Singh Cassidy told investors she tested Anthropic's Claude coding tools to attempt cloning Xero. The result lacked the transaction data and banking integrations central to the platform's value.
The assertion comes as Xero shares have dropped from $194.51 in June to $95.60, driven by concerns over the company's $4 billion Melio acquisition and broader software sector worries about AI disruption. Companies like Atlassian, Microsoft, and SAP have faced similar sell-offs after Anthropic launched coding capabilities that investors believe could democratize software development.
Singh Cassidy argues the market isn't differentiating between easily replicated tools and platforms with deep data moats. Xero integrates AI through features like its "Jack" agent and third-party enhancements for accounting and payroll workflows. The company maintains its US business is growing at roughly 20% underlying rates while it invests in AI capabilities.
The timing is notable.

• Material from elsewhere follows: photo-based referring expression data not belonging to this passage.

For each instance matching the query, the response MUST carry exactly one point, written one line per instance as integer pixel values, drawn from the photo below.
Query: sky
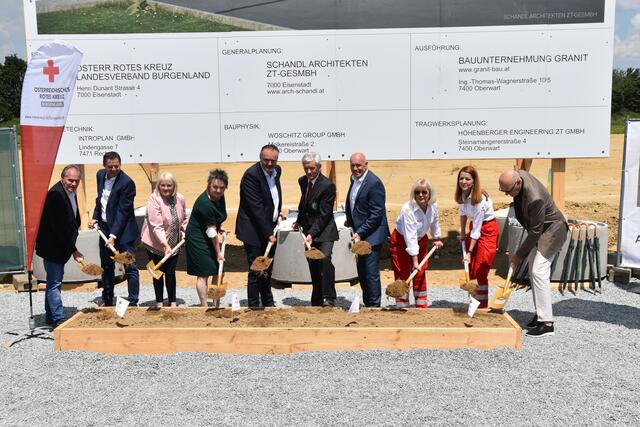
(626, 53)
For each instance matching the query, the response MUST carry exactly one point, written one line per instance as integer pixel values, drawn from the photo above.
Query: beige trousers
(540, 275)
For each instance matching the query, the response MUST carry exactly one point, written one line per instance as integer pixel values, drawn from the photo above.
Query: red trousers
(482, 259)
(403, 265)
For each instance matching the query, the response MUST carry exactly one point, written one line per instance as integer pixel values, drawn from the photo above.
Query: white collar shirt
(413, 224)
(72, 200)
(106, 192)
(477, 214)
(357, 183)
(273, 188)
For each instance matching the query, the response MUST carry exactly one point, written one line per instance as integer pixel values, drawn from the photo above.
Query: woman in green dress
(204, 230)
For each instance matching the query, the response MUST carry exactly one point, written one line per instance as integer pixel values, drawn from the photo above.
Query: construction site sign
(629, 232)
(403, 79)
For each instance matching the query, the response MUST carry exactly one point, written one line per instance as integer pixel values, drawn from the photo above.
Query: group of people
(260, 210)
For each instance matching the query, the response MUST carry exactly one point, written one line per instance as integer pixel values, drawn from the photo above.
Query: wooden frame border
(279, 340)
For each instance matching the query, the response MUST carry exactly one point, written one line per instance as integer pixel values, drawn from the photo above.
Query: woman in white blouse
(409, 240)
(481, 242)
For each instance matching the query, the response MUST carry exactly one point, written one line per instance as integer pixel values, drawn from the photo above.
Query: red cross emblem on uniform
(50, 70)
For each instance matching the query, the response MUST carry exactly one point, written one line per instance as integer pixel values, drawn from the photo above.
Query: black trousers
(168, 278)
(323, 275)
(259, 282)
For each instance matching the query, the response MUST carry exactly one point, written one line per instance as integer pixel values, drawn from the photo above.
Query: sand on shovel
(261, 263)
(91, 269)
(361, 248)
(397, 289)
(124, 258)
(216, 292)
(472, 287)
(314, 253)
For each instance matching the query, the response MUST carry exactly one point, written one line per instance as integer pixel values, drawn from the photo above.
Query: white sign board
(398, 80)
(629, 238)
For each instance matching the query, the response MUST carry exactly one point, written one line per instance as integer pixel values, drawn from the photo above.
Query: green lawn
(618, 120)
(114, 19)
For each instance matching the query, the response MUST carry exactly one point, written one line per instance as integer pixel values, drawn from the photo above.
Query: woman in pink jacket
(163, 226)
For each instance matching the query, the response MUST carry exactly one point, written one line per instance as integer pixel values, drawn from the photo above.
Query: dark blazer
(121, 218)
(254, 223)
(315, 214)
(545, 224)
(368, 216)
(58, 230)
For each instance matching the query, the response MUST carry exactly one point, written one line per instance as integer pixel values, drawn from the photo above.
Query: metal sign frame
(16, 186)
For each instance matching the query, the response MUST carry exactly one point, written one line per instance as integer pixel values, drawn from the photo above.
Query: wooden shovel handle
(304, 239)
(422, 263)
(275, 233)
(266, 251)
(507, 283)
(170, 254)
(221, 265)
(105, 239)
(464, 261)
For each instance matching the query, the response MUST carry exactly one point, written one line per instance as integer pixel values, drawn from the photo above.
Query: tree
(625, 91)
(11, 77)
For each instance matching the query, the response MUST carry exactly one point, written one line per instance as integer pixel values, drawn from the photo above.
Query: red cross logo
(50, 70)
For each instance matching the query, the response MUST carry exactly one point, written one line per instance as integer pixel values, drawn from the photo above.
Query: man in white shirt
(115, 216)
(367, 216)
(260, 205)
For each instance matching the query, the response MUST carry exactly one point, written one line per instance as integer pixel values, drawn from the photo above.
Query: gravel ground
(586, 374)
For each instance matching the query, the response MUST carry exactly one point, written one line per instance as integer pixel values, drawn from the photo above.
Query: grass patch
(619, 120)
(11, 123)
(112, 18)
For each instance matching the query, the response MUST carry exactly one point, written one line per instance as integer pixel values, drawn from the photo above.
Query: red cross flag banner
(46, 95)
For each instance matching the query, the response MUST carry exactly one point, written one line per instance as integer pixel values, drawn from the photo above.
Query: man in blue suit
(115, 216)
(367, 216)
(260, 204)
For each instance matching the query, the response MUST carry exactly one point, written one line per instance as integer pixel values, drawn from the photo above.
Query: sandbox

Deepfake experts predict 2026 as the year voice and video cloning technology becomes indistinguishable from real recordings, now accessible via consumer tools like OpenAI's Sora 2 and Google's Veo 3. Major retailers report over 1,000 AI-generated scam calls daily. The shift is pushing security defenses toward provenance verification rather than detection.
Singh Cassidy's data moat argument faces a test: whether proprietary datasets truly insulate subscription software businesses from AI-driven disruption, or whether the market is correctly pricing in new competitive threats. Xero's US expansion strategy and AI integration will provide evidence either way.
The real question is whether Xero's decade of accumulated transaction data creates a genuine barrier, or whether new AI models can achieve comparable utility with less historical context. Investors remain unconvinced, at least for now.